Intersex people in the United States have some of the same rights as other people, but with significant gaps, particularly in protection from non-consensual cosmetic medical interventions and violence, and protection from discrimination. Actions by intersex civil society organizations aim to eliminate harmful practices, promote social acceptance, and equality. In recent years, intersex activists have also secured some forms of legal recognition.

History[edit]

Early accounts of intersex people in North America include those of English immigrant Thomas(ine) Hall, in 17th-century colonial Virginia and 19th-century Connecticut intersex man Levi Suydam, pronounced male and so eligible to vote. Early common law, like canon law,[1] held that hermaphrodites were to be treated as male or female depending on the prevailing sex.[2][3]

The U.S. intersex movement developed in the 1990s and 2000s, through the establishment of the Intersex Society of North America (ISNA) and the AIS Support Group USA (now called AISDSD)[4] in the 1990s, and Advocates for Informed Choice (now interACT), Bodies Like Ours,[5] Intersex Initiative,[5] and Organisation Intersex International,[5] (now locally known as the Intersex Campaign for Equality) in the following decade.

The Intersex Society of North America (ISNA) was a non-profit advocacy group founded in 1993 by Cheryl Chase to end shame, secrecy, and unwanted genital surgeries.[6][7][8][9][10] Amongst other activities, it published the journal Hermaphrodites with Attitude.

Intersex activism between the late 1990s and mid 2000s led from demonstrating outside a national pediatric conference, to speaking inside clinical conferences, and the first human rights investigation into medical "normalization", by the Human Rights Commission of the City and County of San Francisco.[11] However, coercive intersex medical interventions persist.[12]

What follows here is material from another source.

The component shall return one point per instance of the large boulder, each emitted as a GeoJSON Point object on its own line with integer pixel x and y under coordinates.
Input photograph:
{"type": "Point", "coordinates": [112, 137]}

ISNA closed in June 2008 after supporting the creation of a new clinical term for intersex conditions, Disorders of Sex Development (DSD), albeit ambivalently as a means of opening "many more doors" and engaging with clinicians,[13] and also supporting the establishment of a new organization, the Accord Alliance, set up to promote comprehensive and integrated approaches to healthcare.[14] New organizations such as Intersex Campaign for Equality and interACT were since established with civil and human rights goals.

interACT has worked with MTV on the program Faking It, notable for providing the first intersex main character in a television show,[15] and television's first intersex character played by an intersex actor.[16] In 2017, interACT worked with model Hanne Gaby Odiele to tackle social taboos.[17][18]

Physical integrity and bodily autonomy[edit]

  Legal prohibition of non-consensual medical interventions
  Regulatory suspension of non-consensual medical interventions
The Phall-O-Meter, once published by the Intersex Society of North America, satirizes clinical assessments of appropriate clitoris and penis length at birth.

Demonstration and American Academy of Pediatrics statement[edit]

In October 1996, the American Academy of Pediatrics issued a press statement stating that:

  • The Academy is deeply concerned about the emotional, cognitive, and body image development of intersexuals, and believes that successful early genital surgery minimizes these issues.
  • Research on children with ambiguous genitalia has shown that a person’s sexual body image is largely a function of socialization, and children whose genetic sexes are not clearly reflected in external genitalia can be raised successfully as members of either sexes if the process begins before 2 1/2 years.
  • Management and understanding of intersex conditions has significantly improved, particularly over the last several decades...[19]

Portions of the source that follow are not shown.